My Lords, I, too, pay tribute to the gracious Speech and to the three excellent maiden speeches that we have heard today. I want to say a few words about the invisible generation, usually labelled as “the elderly”, and like many Members of your Lordships’ House, I have to declare an interest.
As the elderly, we are constantly reminded that we carry a high maintenance cost in respect of health, pensions and of course welfare support. We struggle with our technology and are sometimes described as non-productive consumers. Mostly ignored are the positive contributions made to society by the elderly. They are carers of a husband or wife, and sometimes of grandchildren and other relatives and friends; they are the providers of support for neighbours less able than themselves; they are minders of children whose parents are being told that they must go out to work. Very many give financial support to children and grandchildren who could not otherwise stay on at school, go to university, buy a house or pay a deposit on a rented property. They are the silent army, making up an estimated 30% of all volunteers for a wide range of organisations and often filling in the gaps in care homes, hospitals, hospices, schools and more.
Yet increasingly they are denigrated by politicians and the news media. The retirement pension to which they have contributed during their working life is now a benefit, which many politicians would like to see means-tested. The elderly are criticised for taking a free prescription and bus pass, a free television licence at aged 75 and the winter fuel payment that many of us in any case hand over to charity. For many, the loss of the travel pass would mean isolation. They would be unable to visit families and friends, get to the shops or the post office, or travel to their voluntary activities, particularly in rural areas. Bus routes would be closed.
Those who could afford to use a car would be castigated for not being environmentally friendly.

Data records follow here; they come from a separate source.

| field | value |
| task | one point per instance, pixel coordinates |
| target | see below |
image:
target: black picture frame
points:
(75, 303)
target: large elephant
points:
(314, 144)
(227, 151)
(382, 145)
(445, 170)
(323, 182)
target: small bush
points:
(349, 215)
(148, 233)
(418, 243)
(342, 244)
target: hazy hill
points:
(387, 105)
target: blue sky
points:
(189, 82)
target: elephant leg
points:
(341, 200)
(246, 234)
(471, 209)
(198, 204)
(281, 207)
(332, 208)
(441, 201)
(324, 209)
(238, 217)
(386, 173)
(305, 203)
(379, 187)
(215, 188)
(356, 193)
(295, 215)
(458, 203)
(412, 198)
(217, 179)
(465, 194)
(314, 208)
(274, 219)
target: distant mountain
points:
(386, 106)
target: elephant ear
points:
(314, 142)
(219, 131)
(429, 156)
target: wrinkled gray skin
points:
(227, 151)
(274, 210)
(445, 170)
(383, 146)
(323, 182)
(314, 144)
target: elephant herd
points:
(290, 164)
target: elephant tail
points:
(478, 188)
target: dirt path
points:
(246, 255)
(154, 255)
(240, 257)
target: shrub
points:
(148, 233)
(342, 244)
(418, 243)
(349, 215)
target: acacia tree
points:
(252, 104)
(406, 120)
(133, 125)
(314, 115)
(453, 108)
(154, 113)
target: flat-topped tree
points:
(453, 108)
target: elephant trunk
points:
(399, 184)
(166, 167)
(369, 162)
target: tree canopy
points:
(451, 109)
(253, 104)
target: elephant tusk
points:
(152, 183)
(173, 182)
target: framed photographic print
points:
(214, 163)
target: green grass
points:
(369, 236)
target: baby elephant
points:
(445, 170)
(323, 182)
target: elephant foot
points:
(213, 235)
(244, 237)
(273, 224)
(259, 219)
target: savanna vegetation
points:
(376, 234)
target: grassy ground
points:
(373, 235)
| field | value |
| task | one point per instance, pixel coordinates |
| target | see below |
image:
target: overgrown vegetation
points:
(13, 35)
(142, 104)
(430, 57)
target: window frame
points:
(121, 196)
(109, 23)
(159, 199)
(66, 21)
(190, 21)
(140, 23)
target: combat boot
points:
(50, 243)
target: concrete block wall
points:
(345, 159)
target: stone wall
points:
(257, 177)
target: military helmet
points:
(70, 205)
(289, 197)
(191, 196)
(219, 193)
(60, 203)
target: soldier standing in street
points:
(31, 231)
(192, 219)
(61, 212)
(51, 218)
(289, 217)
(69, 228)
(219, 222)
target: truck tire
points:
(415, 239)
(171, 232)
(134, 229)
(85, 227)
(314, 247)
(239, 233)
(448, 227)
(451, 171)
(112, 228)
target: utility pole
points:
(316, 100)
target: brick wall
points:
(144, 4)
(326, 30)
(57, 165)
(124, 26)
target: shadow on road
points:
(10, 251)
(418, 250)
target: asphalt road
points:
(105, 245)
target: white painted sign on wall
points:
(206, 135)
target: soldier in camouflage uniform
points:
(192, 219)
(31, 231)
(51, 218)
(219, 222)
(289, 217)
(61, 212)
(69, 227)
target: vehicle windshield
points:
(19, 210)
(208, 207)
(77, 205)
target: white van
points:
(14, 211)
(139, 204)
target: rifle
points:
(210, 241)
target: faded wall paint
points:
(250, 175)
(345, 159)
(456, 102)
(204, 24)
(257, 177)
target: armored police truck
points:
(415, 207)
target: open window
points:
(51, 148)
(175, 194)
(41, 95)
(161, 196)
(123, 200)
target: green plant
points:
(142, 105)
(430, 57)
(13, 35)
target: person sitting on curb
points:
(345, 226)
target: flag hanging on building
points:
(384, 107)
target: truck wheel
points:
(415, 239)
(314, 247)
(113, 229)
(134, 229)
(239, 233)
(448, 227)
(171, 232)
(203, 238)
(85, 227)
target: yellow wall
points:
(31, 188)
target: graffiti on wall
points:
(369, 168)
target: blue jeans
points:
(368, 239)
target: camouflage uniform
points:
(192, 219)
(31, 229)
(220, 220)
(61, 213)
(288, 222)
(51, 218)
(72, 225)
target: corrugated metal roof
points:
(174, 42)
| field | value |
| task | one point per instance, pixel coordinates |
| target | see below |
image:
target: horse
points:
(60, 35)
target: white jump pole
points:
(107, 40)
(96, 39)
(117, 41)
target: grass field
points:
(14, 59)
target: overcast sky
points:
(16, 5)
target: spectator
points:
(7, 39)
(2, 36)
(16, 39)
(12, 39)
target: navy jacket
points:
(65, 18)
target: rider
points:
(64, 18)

Nearly every debate on issues affecting the elderly starts with the precursor “the problem is”. What a difference it would make to start such a debate by merely saying “the issues are”. The fact is that Britain is woefully underprepared for the rising numbers of elderly people. We are told on the one hand to welcome the fact that we are all living longer while on the other hand that it is not affordable. For those with retirement in sight, there is mass confusion. We have had the Turner and Dilnot reports, and the report of the Select Committee on Public Service and Demographic Change. Is it any wonder that fear and insecurity is the approach of many for their retirement plans?

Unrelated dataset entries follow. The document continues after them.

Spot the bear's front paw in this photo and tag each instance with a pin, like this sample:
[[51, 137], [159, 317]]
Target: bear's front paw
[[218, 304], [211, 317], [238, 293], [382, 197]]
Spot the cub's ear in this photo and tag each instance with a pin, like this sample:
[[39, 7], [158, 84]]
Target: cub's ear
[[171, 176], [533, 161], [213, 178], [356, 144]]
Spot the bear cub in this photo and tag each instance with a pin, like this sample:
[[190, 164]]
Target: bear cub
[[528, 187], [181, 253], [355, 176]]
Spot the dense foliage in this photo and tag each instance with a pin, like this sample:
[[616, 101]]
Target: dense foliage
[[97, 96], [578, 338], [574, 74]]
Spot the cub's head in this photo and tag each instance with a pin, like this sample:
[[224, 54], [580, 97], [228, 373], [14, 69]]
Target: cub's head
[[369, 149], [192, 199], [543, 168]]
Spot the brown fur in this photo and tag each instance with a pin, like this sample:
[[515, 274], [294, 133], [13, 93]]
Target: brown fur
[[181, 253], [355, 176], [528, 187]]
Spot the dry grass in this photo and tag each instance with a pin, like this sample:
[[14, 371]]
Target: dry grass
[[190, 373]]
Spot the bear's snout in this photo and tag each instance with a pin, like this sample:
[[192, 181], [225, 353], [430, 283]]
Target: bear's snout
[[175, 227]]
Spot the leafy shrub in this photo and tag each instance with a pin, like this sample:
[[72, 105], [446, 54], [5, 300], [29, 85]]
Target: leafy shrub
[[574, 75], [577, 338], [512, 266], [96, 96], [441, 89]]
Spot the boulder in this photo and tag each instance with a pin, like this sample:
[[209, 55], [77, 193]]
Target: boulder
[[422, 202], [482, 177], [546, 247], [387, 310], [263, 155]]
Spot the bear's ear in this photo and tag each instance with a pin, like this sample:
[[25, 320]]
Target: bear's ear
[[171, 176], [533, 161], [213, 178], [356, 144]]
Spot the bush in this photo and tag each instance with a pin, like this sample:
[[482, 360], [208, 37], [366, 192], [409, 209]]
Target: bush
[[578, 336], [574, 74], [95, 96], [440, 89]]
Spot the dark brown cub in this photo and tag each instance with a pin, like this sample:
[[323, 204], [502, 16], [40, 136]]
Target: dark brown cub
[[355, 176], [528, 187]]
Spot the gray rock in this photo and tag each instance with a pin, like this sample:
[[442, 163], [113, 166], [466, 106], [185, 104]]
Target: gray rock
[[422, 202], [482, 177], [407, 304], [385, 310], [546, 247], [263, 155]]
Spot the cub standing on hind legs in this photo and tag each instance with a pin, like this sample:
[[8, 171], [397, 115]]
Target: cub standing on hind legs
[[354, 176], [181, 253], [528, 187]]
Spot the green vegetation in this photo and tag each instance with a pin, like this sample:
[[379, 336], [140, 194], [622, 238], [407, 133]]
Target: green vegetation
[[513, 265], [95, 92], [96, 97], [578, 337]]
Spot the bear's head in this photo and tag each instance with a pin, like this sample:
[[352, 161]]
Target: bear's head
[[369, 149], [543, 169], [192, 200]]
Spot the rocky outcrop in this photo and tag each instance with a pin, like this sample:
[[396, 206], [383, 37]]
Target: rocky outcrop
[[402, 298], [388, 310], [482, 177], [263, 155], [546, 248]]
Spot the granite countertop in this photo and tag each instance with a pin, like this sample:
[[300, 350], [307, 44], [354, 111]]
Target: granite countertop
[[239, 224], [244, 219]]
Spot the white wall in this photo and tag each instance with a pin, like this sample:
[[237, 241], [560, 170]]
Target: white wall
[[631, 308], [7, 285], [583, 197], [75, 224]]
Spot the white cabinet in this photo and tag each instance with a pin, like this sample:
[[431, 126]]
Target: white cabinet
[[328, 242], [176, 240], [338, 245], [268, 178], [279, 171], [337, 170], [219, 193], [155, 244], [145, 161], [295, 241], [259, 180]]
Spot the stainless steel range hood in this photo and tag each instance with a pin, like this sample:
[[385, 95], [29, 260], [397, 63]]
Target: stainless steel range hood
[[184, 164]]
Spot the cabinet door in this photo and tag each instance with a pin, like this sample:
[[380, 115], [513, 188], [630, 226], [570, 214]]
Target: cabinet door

At what age will they be able to retire? Who knows? We saw a change flagged up in the gracious Speech, which prompted calls for another increase because in today’s world the elderly are healthier and so able to work longer. Quite suddenly, the elderly are among the shirkers with the curtains drawn who do not look for work. If they do, they become the enemies of the young, who fear that the jobs of tomorrow are being taken by the old of today. What of pensions? It is not unreasonable that many pensioners are wary of the provisions of private pensions having lost so much in past debacles, yet we are now treated as though we are responsible for the pension crisis.

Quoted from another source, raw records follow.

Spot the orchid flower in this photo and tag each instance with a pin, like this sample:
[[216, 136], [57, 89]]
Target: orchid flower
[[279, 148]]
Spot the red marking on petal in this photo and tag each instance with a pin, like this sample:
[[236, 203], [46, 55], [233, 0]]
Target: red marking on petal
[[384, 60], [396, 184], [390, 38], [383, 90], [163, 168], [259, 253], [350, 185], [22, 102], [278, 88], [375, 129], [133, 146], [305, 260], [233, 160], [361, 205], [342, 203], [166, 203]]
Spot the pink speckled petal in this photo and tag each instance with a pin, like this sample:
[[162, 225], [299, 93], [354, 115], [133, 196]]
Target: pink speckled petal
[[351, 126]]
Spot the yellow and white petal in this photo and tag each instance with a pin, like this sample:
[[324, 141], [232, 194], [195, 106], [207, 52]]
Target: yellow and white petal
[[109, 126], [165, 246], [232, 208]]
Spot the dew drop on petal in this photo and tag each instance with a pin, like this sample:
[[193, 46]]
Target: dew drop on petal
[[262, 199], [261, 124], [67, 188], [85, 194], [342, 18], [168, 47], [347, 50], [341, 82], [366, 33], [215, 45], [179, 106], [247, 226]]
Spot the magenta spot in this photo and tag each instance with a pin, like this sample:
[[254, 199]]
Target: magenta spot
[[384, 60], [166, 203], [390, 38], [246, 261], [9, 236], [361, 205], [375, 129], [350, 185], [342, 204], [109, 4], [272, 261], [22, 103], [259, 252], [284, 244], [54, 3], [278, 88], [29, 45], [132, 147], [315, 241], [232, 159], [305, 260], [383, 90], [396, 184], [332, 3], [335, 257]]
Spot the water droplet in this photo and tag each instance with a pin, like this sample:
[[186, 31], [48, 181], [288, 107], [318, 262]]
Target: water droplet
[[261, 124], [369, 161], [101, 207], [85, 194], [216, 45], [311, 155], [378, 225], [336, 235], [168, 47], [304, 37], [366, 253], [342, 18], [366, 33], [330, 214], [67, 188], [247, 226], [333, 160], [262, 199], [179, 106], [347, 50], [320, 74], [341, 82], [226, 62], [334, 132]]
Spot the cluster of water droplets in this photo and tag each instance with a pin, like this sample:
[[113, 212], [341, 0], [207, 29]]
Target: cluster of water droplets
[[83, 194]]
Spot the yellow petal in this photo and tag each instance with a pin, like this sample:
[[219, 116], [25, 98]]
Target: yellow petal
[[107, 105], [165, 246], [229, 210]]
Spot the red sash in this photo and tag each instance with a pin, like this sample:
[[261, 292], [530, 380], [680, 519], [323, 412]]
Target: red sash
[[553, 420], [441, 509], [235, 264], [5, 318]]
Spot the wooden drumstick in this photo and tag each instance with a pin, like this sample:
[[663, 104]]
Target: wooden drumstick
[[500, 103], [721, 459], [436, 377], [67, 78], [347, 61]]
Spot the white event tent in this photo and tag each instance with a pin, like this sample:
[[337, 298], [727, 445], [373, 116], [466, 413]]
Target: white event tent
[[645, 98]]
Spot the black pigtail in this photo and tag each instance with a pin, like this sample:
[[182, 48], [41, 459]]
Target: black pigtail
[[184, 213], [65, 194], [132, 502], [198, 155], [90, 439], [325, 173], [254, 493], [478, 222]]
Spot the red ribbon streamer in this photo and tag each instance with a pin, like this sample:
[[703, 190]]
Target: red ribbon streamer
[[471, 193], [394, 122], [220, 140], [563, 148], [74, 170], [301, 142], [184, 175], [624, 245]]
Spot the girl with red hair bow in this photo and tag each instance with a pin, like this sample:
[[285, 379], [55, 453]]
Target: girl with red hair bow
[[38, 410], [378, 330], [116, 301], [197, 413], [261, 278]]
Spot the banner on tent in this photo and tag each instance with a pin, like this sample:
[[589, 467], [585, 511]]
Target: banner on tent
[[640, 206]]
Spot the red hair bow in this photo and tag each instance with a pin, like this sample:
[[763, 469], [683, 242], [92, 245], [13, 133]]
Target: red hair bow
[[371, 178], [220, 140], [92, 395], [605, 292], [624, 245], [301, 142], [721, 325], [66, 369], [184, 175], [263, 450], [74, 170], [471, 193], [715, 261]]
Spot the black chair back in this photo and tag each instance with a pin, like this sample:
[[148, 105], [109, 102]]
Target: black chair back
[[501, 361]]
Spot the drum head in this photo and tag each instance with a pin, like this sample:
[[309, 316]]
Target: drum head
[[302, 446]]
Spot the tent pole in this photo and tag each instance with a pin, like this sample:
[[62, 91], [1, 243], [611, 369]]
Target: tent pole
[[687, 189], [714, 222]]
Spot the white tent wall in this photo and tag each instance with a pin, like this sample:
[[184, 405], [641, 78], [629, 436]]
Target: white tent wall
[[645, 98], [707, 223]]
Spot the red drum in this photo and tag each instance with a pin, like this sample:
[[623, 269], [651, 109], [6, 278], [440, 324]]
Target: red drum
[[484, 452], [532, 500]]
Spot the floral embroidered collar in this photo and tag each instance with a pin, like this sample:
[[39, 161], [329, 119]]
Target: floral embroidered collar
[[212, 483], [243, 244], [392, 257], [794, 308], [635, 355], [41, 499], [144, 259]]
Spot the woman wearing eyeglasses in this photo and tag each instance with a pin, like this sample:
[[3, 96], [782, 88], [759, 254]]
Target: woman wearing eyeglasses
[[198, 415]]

One provision about which we are clear within the gracious Speech is that of the single-tier state pension, but can we please have a guarantee that recipients will not be told that this is a benefit for which they should be grateful rather than a pension for which they have paid? In March we heard from the Chancellor that the Government will introduce in 2016 a modified version of the proposals in the Dilnot review. Given the continual change in the retirement age and the state pension arrangements, early and clear decisions would be welcomed by those contemplating retirement.
The gracious Speech sadly missed the opportunity to confirm the welcome statement from the Chancellor that funding reforms for long-term care for the elderly will be introduced and that the maximum anyone will pay is £72,000. I am not clear what will happen to those who do not have £72,000. I am guessing that, as Dilnot proposed, they will be expected to sell part of the equity of their homes to pay for their needs—assuming they have homes. Currently, there are many cases of elderly people attempting to do that and risking large sums of money as a result. I fear that many will do so in future.
Many of those issues have been rehearsed in this House and in another place. I return to my original point. Old age is seen as a problem, and elderly people are seen as a liability. Those negative portrayals must change, not only for the elderly but for other groups labelled and taunted. There was a time when the target was immigrants and the unemployed. Then it was the turn of single parents and those on benefits. Over recent years, people with disabilities have been in the firing line. Now it is the turn of the elderly.
The denigration of groups and communities in our society must end soon. I very much regret that the gracious Speech made no reference to the Select Committee report,
Ready for Ageing
, which could be our compass for future travel into retirement. I, for one, hope that the Government will set out their analysis of the issues and challenges and their vision for public service in an ageing society, and that a White Paper is published well before the next general election.